3. Ξ Félix
Ξ
Ce soir, c’est le bon. La courbe va s’inverser. Mais oui, Félix. Ma vie est en jeu depuis si longtemps que j’aborde maintenant la perspective de tout perdre avec désinvolture. J’adresse un clin d’œil à mon adversaire. Quand on a tout perdu trop de fois, les absolus ont tendance à se dissoudre dans la résignation et le cynisme. Et un flegme de façade pour recouvrir le tout.
Je retombe toujours sur mes pattes, et c’est bien là une partie du problème. Combien de fois, ai-je échappé à un destin funeste qui semblait inévitable ? Les bolides ne me renversent pas, les poisons, je les évite sans même avoir à les renifler, les coups m’effleurent sans me toucher. Ce quartier, c’est le mien, c’est mon territoire, ma prison dorée. On m’a nommé Félix avant même mon premier coup de chance. Ma famille était bien installée, bien établie, on respectait son nom mais aujourd’hui il ne reste plus que moi et mon prénom. Félix, donc, le bienheureux.

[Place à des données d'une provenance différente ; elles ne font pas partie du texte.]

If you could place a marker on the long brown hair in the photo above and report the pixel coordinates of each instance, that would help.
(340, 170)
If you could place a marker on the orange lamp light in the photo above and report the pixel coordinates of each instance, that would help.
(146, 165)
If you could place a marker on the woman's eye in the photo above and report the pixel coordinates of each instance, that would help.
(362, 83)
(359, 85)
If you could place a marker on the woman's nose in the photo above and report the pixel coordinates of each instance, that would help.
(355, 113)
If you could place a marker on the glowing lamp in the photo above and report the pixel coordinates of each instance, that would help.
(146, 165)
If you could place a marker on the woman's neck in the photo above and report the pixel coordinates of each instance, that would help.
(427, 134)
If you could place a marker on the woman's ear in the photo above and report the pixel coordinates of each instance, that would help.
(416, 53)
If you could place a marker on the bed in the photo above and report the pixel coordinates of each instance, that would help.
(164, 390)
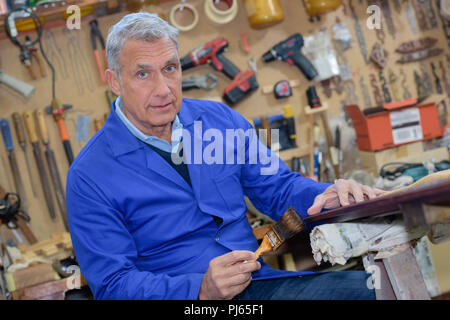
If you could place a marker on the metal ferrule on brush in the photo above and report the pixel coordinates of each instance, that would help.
(274, 239)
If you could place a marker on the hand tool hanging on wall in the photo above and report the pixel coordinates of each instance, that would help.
(437, 81)
(426, 79)
(445, 23)
(386, 9)
(359, 34)
(57, 111)
(20, 132)
(7, 138)
(379, 56)
(21, 87)
(53, 168)
(376, 90)
(243, 82)
(95, 33)
(289, 50)
(315, 103)
(31, 129)
(28, 53)
(445, 78)
(78, 62)
(420, 15)
(406, 93)
(430, 15)
(421, 91)
(13, 216)
(384, 88)
(416, 45)
(55, 53)
(393, 83)
(365, 93)
(290, 124)
(420, 55)
(411, 18)
(207, 82)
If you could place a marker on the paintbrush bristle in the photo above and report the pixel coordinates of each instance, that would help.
(289, 225)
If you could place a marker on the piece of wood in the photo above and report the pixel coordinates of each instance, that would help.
(405, 276)
(385, 291)
(52, 290)
(30, 276)
(432, 193)
(59, 242)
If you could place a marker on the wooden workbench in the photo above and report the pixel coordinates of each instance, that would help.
(429, 204)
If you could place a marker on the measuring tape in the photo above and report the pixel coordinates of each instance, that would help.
(181, 7)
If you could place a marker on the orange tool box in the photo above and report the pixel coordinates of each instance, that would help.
(395, 124)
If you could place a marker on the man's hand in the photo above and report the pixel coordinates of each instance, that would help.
(228, 275)
(343, 193)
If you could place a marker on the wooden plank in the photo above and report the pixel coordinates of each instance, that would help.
(49, 290)
(32, 275)
(434, 193)
(405, 276)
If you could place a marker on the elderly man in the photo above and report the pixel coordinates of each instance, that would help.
(145, 225)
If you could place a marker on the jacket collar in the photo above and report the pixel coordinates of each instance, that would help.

Je suis né sous une bonne étoile, comme on dit, et une cuiller d’argent dans le bec, comme on dit encore. Mais si la bonne étoile me poursuit, la cuiller, ça fait longtemps que je l’ai mise en gage. C’est paradoxal, pour quelqu’un comme moi, de se retrouver sur la paille. C’est un sujet de discussion dans le quartier. « Pauvre Félix, on dit, peut-être qu’un jour il deviendra raisonnable » . Car si je suis assuré de ne sentir sur ma peau que les doux rayons d’un soleil magnanime dès que je sors de mon refuge, si le sexe faible n’a ni la force ni le désir de me résister, à une exception près, si en somme, je réussis tout ce que j’entreprends sans même me donner la peine d’essayer, il y a un hic et de taille : je n’aime que ce qui me fuit. Et ce qui me fuit, à une exception près, c’est la fortune. Enfermez-moi dans un labyrinthe et j’en trouverai la sortie sans la chercher, pointez un revolver sur moi, il s'enrayera… mais confiez-moi une paire de rois et vous pourrez être sûr de trouver un trio d’as dans les mains adverses.

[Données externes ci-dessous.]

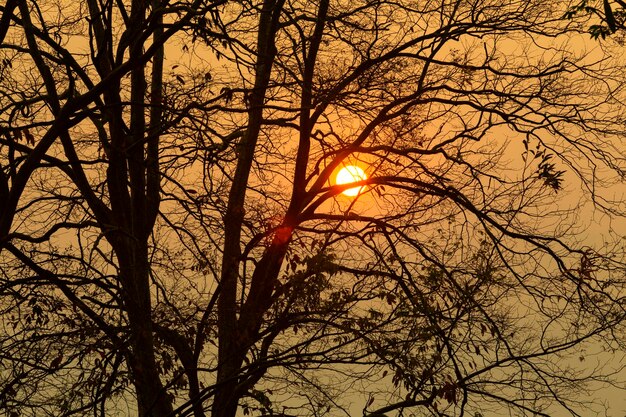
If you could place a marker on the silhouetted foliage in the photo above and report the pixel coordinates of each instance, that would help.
(173, 242)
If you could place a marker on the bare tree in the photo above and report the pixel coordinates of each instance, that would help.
(173, 233)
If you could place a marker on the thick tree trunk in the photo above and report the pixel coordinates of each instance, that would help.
(151, 396)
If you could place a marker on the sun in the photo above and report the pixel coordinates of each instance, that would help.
(350, 174)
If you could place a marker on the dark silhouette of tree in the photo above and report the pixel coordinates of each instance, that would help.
(173, 242)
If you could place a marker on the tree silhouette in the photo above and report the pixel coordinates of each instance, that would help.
(173, 242)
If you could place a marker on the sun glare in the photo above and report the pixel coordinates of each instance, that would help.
(350, 174)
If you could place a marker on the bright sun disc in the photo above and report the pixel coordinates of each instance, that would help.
(350, 174)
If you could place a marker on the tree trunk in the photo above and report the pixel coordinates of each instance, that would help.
(152, 399)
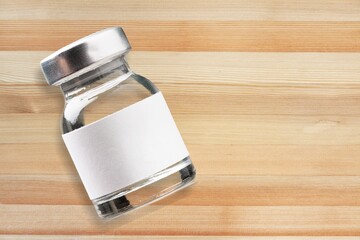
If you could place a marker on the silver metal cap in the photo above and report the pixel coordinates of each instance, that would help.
(84, 55)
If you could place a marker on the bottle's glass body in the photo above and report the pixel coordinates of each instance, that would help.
(104, 90)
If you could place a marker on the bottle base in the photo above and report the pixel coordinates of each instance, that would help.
(142, 193)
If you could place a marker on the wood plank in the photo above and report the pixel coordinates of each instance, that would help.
(19, 237)
(239, 220)
(207, 191)
(206, 129)
(209, 159)
(305, 10)
(238, 83)
(248, 36)
(340, 70)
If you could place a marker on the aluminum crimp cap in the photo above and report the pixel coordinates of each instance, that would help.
(84, 54)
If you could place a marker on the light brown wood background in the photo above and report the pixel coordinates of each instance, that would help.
(265, 93)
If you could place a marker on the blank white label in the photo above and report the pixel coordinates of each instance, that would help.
(126, 146)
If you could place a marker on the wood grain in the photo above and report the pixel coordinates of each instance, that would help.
(251, 36)
(265, 93)
(221, 220)
(304, 10)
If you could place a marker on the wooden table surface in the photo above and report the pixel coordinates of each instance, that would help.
(265, 93)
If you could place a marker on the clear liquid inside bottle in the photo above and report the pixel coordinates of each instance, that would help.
(107, 88)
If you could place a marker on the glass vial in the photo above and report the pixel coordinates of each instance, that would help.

J’aime le jeu, plus encore que l’amour ou la vie, mais le jeu ne m’aime décidément pas. Les dettes m’adorent, évidemment. Moi, l’aristocrate, je dois donc de l’argent à tout le monde dans le quartier. Il n’y a pas un mur, ici, sur lequel je ne me sois appuyé, étourdi de désespoir après une nouvelle faillite, et auquel je n’aie juré qu’on ne m’y reprendrait plus. Mais quand les lendemains chantent quoi qu’il arrive, que l’aube ne semble se lever que pour vous porter vers les cieux, que les têtes s’inclinent sur votre passage, même celle de vos créanciers, et que le destin sème à vos pieds mille petits bonheurs tous les jours renouvelés, comment ne pas y croire, le soir venu, et retomber encore et encore dans le piège ? C’est une course sans fin. Il me suffirait de tout avoir, juste une fraction de secondes, que la chance soit complète, le temps d’une journée, et je serais Félix tout entier.
Mais « tout », qu’est-ce que c’est, « tout » ? Moi-même qui ai tout perdu nombre de fois, je ne le sais pas. Allez, ouvre grand les yeux, Félix, ça commence.